C’est à l’autre bout du monde… Et si l’avion s’écrase ? Et s’ils se perdent ? Si quelqu’un les enlève ? Ils seront si loin…
L’euphorie grandissait au fur et à mesure que l’heure du décollage approchait. C’est quand nous avons commencé à nous diriger vers la douane que mon plus jeune s’est mis à avoir mal au ventre… – Maman, je ne veux pas partir sans toi… – On en a beaucoup parlé et tu étais prêt, non ? Ton frère et ta sœur vont être là avec toi. Tout ira bien. Ne t’en fais pas. Il n’y a aucun danger.

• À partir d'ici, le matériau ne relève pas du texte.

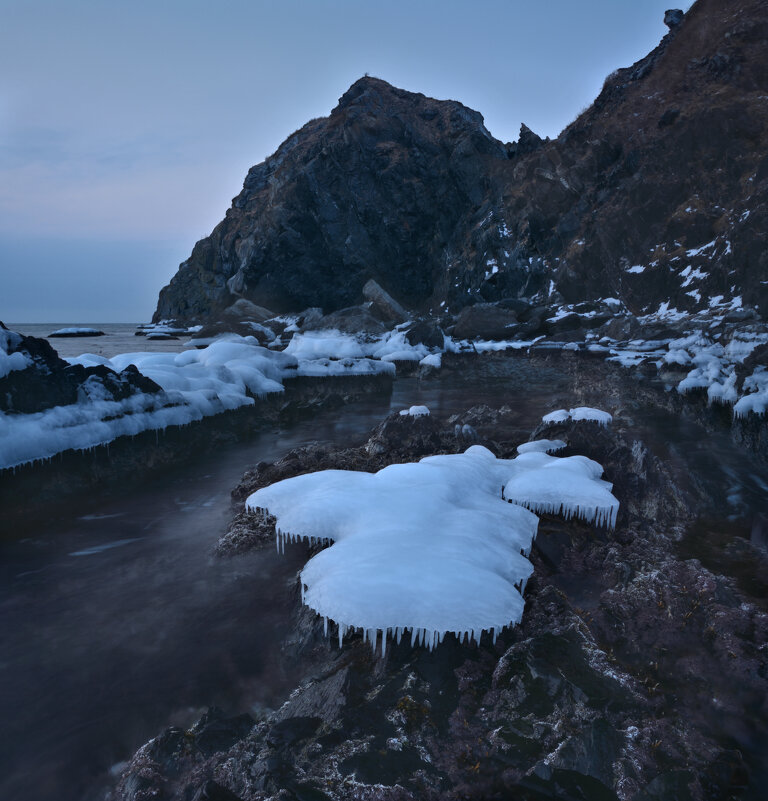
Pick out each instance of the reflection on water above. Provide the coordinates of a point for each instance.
(117, 620)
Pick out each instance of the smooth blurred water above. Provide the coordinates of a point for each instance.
(116, 620)
(118, 338)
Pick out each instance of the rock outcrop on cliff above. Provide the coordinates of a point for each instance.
(655, 194)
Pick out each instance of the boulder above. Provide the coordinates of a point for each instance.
(673, 17)
(426, 332)
(352, 320)
(243, 309)
(384, 302)
(485, 321)
(49, 381)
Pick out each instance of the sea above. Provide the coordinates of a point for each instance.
(118, 338)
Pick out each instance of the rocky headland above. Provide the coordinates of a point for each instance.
(655, 194)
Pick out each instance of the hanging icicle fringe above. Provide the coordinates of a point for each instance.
(433, 547)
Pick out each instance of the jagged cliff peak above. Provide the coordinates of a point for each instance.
(665, 173)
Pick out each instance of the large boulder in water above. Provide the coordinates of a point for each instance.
(46, 380)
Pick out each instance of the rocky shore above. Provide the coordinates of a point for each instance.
(639, 670)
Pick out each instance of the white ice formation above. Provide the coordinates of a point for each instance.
(11, 361)
(228, 374)
(542, 446)
(429, 547)
(585, 414)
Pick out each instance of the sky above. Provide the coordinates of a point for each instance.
(126, 128)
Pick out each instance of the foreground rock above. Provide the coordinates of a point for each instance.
(637, 673)
(47, 380)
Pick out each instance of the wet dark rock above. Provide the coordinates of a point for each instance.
(50, 381)
(427, 332)
(563, 323)
(383, 302)
(244, 328)
(352, 320)
(485, 321)
(212, 791)
(243, 309)
(673, 17)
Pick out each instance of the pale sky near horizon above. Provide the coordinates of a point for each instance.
(127, 128)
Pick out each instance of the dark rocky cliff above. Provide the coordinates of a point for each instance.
(666, 172)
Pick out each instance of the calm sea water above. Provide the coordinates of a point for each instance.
(115, 620)
(118, 338)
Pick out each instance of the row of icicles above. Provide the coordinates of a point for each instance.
(432, 638)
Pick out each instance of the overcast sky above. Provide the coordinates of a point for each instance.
(126, 128)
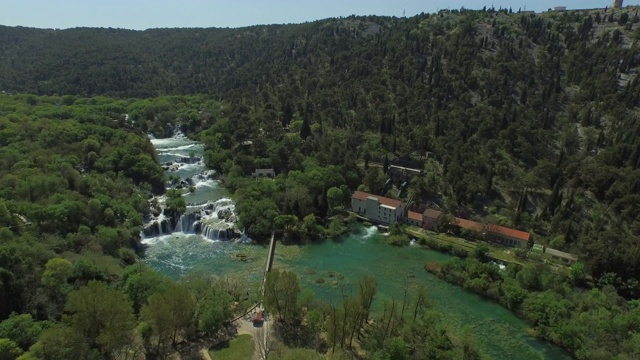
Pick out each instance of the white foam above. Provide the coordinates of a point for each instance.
(370, 231)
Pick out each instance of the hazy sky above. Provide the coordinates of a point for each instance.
(143, 14)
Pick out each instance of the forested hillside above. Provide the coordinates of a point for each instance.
(539, 110)
(532, 119)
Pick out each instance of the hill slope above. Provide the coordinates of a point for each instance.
(527, 109)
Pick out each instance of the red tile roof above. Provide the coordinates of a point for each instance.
(414, 216)
(432, 213)
(361, 195)
(512, 233)
(468, 224)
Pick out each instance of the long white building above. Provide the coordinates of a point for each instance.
(376, 208)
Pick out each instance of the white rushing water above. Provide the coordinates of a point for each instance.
(209, 214)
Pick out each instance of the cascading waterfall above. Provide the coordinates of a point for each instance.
(213, 220)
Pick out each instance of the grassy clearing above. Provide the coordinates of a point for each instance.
(240, 347)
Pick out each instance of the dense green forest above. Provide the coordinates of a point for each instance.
(76, 180)
(527, 120)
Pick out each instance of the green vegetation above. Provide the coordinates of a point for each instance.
(527, 120)
(555, 301)
(407, 328)
(240, 347)
(75, 178)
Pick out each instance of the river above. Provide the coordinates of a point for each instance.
(498, 332)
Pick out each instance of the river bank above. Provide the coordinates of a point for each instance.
(327, 266)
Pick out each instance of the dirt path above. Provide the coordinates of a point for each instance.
(244, 326)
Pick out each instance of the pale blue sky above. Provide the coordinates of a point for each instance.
(143, 14)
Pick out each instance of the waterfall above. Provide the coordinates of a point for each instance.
(213, 220)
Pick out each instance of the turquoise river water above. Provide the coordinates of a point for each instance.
(499, 333)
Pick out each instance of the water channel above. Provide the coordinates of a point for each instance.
(499, 333)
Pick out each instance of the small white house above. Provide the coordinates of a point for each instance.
(376, 208)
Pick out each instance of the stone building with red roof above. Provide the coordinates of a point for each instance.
(507, 236)
(378, 209)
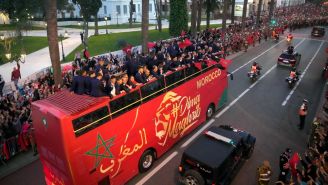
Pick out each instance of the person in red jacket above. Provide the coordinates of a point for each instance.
(15, 75)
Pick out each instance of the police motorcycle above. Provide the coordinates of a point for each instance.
(292, 78)
(276, 37)
(253, 74)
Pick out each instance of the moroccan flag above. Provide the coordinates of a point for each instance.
(5, 151)
(127, 49)
(225, 63)
(151, 45)
(294, 160)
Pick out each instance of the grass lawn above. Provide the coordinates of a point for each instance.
(113, 26)
(31, 44)
(104, 43)
(5, 27)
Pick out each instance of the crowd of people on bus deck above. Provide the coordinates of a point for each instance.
(111, 75)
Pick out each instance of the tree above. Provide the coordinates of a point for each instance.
(271, 7)
(258, 14)
(178, 17)
(233, 2)
(51, 18)
(88, 8)
(144, 25)
(210, 5)
(244, 14)
(158, 14)
(199, 14)
(224, 16)
(193, 17)
(131, 12)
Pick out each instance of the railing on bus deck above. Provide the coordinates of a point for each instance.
(135, 98)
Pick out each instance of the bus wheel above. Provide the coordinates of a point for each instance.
(146, 161)
(210, 111)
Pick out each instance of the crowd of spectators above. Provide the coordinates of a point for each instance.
(111, 75)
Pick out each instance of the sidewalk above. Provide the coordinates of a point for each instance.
(40, 59)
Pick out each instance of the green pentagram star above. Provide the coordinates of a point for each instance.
(101, 143)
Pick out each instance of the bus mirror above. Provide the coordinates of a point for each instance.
(231, 76)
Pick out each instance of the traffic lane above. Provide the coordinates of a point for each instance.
(251, 53)
(31, 174)
(266, 61)
(170, 169)
(310, 88)
(267, 121)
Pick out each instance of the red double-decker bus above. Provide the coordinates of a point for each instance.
(84, 140)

Il s’est collé contre moi, ne se doutant pas que ces mots, je les ai prononcés sans y croire. Car tout mon être paniquait… Ce sentiment d’insécurité me rongeait par en dedans…
– Allez, allez, un dernier câlin…
Puis, ils sont partis, main dans la main, avec leur petit sac sur le dos et leur passeport autour du cou. Je les ai regardés s’éloigner avec effroi… Ils se sont retournés souriants et joyeux, envoyant la main pour un dernier salut…
Je me suis efforcée de sourire…
Juste après, mes enfants ont passé le portique de sécurité, puis ils ont disparu derrière le mur…
Le sol s’est alors dérobé sous mes pieds… et j’ai fondu en larmes dans l’aérogare…
Les reverrai-je un jour ? Je n’ai pas de mots pour décrire la panique et l’angoisse qui m’ont submergée.
Nous sommes rentrés à la maison le cœur lourd…
– Nous n’aurions peut-être pas dû les envoyer tous les trois dans le même avion ? – Euh, pourquoi tu dis ça, chéri ? – Si l’avion s’écrase, nous n’aurons plus d’enfants.
NE JAMAIS DIRE ÇA À UNE MÈRE ! Je ne me souviens plus quand j’ai arrêté de pleurer…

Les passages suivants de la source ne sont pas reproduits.